Le Bassin d'Aphrodite

Gert NYGARDSHAUG
J'AI LU
416pp - 19,90 €

Critique parue en avril 2016 dans Bifrost n° 82

Troisième volet de la trilogie initiée par Gert Nygårdshaug, Le Bassin d’Aphrodite se place dans la continuation immédiate du Crépuscule de Niobé. D’une tournure plus apaisée, l’histoire s’apparente à une sorte de fly novel entre la Norvège et le Sahara, via le Lac de Garde en Italie, le tout saupoudrée d’allusions à Saint-Exupéry, à son Petit Prince et à la mythologie. Dans une Europe retournée à l’état de forêt primaire, où les rares humains meurent empoisonnés par une substance répandue dans l’eau par les racines des arbres, on suit un père et son fils dans leur quête du paradis perdu. Ayant poussé sa logique jusqu’à son terme fatidique, Mino Aquiles Portoguesa a en effet libéré les semences d’une plante mutante qui a colonisé l’ensemble du continent et du monde, réduisant les hommes et leurs réalisations à des vestiges appelés à disparaître.

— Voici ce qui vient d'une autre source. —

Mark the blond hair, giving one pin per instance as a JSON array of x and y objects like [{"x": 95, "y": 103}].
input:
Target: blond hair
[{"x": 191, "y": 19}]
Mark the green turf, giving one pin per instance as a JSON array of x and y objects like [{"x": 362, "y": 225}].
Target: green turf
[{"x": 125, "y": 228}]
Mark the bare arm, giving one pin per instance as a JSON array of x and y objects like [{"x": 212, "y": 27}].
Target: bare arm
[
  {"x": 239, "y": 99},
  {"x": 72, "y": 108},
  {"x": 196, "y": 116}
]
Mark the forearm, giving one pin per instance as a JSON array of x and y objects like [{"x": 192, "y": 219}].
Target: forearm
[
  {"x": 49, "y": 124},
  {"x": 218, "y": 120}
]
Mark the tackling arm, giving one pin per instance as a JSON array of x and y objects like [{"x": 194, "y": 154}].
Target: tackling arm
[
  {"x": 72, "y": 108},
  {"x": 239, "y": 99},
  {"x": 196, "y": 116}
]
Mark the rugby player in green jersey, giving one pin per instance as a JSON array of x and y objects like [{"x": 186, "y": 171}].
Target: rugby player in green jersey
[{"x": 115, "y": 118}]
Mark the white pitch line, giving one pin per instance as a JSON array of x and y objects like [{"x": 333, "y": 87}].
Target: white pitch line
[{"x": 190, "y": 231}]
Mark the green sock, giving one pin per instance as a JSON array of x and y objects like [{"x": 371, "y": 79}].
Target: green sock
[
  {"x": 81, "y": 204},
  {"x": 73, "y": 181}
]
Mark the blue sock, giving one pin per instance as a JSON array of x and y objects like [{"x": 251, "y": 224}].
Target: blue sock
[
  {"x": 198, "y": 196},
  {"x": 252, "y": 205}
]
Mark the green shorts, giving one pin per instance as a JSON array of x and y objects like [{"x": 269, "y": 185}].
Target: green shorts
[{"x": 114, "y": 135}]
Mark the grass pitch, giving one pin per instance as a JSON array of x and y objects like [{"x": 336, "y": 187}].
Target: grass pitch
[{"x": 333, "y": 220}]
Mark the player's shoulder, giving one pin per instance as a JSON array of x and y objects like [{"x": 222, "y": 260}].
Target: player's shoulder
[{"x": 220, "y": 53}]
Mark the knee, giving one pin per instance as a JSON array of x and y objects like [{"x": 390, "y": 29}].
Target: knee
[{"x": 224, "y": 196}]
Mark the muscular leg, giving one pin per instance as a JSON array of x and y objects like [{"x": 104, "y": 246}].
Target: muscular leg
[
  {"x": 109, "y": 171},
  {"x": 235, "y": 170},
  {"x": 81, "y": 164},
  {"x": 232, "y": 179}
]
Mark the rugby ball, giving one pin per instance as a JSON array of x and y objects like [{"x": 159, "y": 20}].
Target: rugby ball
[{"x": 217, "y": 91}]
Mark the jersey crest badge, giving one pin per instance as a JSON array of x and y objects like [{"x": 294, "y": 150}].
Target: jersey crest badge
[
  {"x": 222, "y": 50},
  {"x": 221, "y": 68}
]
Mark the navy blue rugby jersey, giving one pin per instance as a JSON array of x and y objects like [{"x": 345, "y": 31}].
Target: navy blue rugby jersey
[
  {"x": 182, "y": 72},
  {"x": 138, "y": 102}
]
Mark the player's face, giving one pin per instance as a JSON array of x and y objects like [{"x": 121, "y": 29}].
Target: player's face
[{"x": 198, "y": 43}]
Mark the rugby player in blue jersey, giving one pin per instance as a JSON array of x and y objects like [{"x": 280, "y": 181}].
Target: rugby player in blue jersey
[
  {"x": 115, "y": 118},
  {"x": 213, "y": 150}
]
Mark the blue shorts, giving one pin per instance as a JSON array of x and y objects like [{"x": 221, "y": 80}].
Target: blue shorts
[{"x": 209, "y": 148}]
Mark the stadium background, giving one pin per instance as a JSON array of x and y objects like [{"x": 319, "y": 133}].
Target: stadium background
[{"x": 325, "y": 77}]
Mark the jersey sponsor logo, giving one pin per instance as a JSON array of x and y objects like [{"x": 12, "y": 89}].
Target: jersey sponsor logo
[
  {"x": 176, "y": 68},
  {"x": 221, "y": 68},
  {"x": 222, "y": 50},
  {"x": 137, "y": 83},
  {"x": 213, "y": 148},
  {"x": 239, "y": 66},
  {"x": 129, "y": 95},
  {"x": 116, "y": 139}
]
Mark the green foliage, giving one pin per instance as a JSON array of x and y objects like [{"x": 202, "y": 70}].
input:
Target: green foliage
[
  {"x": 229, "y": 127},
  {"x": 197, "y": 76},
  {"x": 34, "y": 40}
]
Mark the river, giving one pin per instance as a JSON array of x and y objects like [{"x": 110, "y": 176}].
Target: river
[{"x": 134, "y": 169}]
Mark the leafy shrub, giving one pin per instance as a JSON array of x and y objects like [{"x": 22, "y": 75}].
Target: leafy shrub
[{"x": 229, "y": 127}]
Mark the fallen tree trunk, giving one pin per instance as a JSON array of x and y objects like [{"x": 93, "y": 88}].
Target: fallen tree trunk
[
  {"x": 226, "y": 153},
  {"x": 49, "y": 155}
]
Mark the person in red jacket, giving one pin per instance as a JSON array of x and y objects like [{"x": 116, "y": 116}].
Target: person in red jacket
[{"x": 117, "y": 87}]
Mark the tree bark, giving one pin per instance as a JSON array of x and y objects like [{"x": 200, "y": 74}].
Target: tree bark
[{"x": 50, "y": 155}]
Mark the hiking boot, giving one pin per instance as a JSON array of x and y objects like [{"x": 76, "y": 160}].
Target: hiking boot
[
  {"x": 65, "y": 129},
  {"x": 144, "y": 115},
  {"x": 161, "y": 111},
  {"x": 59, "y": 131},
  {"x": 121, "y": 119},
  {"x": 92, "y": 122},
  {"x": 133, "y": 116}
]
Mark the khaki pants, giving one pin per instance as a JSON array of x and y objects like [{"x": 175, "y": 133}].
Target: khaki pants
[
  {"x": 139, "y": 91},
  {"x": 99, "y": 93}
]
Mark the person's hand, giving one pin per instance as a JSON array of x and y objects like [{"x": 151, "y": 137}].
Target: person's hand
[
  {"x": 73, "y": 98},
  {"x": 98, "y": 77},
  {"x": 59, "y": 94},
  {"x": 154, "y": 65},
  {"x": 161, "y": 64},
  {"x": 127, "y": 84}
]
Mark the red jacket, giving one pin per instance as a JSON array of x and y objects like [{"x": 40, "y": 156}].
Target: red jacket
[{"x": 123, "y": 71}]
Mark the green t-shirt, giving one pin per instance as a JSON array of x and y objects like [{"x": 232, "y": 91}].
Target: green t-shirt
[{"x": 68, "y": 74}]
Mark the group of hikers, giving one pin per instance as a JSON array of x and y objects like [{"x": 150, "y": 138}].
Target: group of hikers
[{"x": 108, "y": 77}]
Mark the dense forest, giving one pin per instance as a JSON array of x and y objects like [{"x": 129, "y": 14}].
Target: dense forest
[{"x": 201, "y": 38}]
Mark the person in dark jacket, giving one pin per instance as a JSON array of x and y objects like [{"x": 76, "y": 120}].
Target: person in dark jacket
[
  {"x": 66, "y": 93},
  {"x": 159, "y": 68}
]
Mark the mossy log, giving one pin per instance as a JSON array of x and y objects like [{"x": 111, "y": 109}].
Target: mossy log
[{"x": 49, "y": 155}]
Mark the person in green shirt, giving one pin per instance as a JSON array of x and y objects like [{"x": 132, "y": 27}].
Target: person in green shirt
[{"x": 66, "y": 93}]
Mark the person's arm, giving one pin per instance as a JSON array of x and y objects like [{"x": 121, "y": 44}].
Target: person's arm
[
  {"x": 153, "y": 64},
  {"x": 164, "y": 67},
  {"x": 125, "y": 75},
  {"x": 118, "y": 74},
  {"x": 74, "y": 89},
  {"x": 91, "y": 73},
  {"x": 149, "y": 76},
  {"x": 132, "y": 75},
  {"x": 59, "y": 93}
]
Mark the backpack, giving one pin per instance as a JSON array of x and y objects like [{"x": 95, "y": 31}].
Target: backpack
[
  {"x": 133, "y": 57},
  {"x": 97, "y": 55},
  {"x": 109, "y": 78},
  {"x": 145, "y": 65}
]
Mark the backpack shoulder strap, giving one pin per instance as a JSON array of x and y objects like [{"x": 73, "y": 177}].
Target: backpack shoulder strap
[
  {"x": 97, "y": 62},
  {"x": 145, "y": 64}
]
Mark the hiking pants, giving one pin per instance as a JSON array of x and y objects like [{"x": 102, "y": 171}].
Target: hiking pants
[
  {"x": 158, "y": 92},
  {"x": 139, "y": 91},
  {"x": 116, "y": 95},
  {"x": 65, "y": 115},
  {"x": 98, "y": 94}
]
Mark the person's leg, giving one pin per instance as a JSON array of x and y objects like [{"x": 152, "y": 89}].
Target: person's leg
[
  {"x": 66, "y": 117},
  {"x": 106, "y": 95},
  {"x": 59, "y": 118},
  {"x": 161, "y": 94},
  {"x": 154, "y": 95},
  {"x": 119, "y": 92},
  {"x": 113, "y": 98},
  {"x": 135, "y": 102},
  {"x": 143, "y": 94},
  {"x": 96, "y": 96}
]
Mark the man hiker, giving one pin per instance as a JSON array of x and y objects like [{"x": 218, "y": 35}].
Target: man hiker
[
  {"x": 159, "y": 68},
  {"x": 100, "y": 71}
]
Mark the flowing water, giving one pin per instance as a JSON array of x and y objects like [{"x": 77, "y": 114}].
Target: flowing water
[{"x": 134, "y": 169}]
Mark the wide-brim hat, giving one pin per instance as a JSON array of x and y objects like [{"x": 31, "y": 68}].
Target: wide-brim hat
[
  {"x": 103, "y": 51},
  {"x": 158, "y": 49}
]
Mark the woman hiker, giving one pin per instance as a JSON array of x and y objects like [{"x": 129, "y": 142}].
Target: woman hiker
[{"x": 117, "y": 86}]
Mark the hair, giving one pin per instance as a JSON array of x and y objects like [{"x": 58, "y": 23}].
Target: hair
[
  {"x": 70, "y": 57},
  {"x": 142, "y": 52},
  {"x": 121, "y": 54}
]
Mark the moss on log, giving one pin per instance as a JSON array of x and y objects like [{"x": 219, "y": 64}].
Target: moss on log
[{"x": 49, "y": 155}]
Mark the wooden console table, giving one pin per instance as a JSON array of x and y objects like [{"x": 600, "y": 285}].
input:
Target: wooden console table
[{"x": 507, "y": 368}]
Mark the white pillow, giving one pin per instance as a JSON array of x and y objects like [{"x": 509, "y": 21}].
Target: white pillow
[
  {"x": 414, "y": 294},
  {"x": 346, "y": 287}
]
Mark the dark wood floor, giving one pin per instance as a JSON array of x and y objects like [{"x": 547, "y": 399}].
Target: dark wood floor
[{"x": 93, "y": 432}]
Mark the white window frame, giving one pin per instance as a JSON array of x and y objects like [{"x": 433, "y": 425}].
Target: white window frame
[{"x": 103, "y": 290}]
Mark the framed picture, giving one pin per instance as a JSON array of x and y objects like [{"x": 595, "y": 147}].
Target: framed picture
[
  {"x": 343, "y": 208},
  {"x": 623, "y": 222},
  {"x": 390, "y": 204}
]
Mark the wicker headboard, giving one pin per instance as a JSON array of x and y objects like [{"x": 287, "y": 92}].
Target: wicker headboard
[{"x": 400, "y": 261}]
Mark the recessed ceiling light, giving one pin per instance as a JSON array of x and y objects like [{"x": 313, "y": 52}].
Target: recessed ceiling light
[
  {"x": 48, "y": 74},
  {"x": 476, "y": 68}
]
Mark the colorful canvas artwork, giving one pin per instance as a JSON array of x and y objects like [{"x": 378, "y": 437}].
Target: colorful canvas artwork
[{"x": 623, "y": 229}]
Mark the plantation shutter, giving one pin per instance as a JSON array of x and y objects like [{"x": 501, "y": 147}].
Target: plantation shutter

Très lente, l’intrigue prend son temps pour démarrer, se focalisant au début sur l’existence retirée de Jonar Snefang et de son fils Erlan. Réfugiés dans une vallée isolée de Norvège pour échapper à la guerre civile européenne, ils vivent seuls dans une cabane, se nourrissant de poissons pêchés dans un étang proche. Rattrapés par la croissance de la forêt, ils ne doivent leur survie qu’à l’usage d’un poison végétal, l’atrazine, et à leur sens de l’observation. Perturbé par un rêve récurrent, Jonar finit par convaincre Erlan de rompre leur isolement. Ils improvisent une expédition à bord de l’hydravion laissé par Mino que la végétation a miraculeuse ment épargné. Le récit prend alors son envol, nous emmenant dans un périple au-dessus d’un vieux continent entièrement recouvert par la forêt. Jusqu’à ce que la réalité et le rêve se rejoignent…

En dépit de sa nature de roman post-apocalyptique, Le Bassin d’Aphrodite se révèle le tome le plus optimiste de la trilogie, si l’on considère que le salut de la planète passe par l’extermination de l’ensemble de l’Humanité. Il est également le volet le plus intime, centré sur le regard de Jonar. Un point de vue entre-coupé par les interventions d’un mystérieux écrivain dont on devine progressivement l’identité. Le roman offre une sorte de rédemption aux survivants, un échantillon idéalisé, prônant un retour à un Eden originel, débarrassé de ses pollutions religieuses, politiques et économiques. Une solution pour le moins radicale que d’aucuns trouveront sans doute trop nihiliste.

Malgré cela, on ne peut s’empêcher de penser que Gert Nygårdshaug trouve ici une conclusion idéale, empreinte d’une touche de féminisme (si si !). Bref, vous savez ce qu’il vous reste à faire.